FIG. 2.

Expression of RANKL mRNA by osteoblasts infected with P. gingivalis ATCC 33277. (A) RT-PCR analysis of RANKL. Mouse osteoblasts were cultured in the absence of the stimulant (None) or in the presence of PGE₂ (2 μM) for 6 h at 37°C. Other osteoblast cultures were infected with P. gingivalis (P.g.) at MOIs of 10, 50, and 100 for 6 h at 37°C. Total RNA was extracted, reverse transcribed, and subjected to RT-PCR analysis for RANKL and β-actin. (B) Quantification of RANKL by real-time PCR. Cells were cultured in the absence of the stimulant (None) or in the presence of PGE₂ for 6 h at 37°C. Other osteoblast cultures were infected with P. gingivalis (P.g.) at MOIs of 10, 50, or 100 for 6 h.

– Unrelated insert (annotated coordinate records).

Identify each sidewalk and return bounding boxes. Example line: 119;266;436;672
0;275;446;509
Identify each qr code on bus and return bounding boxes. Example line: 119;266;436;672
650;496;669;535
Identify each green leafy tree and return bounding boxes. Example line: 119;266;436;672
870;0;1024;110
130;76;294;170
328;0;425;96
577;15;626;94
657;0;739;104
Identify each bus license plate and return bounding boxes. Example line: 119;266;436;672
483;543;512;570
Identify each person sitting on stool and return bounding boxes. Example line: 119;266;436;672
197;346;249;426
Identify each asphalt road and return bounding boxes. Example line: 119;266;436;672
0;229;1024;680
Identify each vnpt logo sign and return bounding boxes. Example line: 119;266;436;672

RNA was extracted, reverse transcribed, and subjected to real-time PCR. Relative mRNA levels are expressed as percentages of the mRNA level in osteoblasts stimulated with PGE₂. (C) Time course of RANKL expression. Osteoblasts were infected with P. gingivalis (MOI = 100) for 1, 3, 6, or 12 h at 37°C. Relative mRNA levels are expressed as the fold increases compared to the RANKL mRNA level in unstimulated cells. The values shown are means ± standard deviations for triplicate assays. An asterisk indicates that the P value was <0.05 in comparison with the RANKL mRNA level in cells cultured in the absence of the stimulant (None). (D) Ligand precipitation of RANKL expressed on the infected osteoblasts. Mouse osteoblasts were cultured in the absence of stimulant (None) or in the presence of PGE₂ for 48 h in αMEM containing 10% fetal calf serum. Other cultures of osteoblasts were infected with P. gingivalis (P.g.; MOI = 100) and cultured for 48 h. Cell-associated RANKL was precipitated with RANK-immobilized beads and subjected to SDS-PAGE and Western blotting with anti-RANKL antibodies.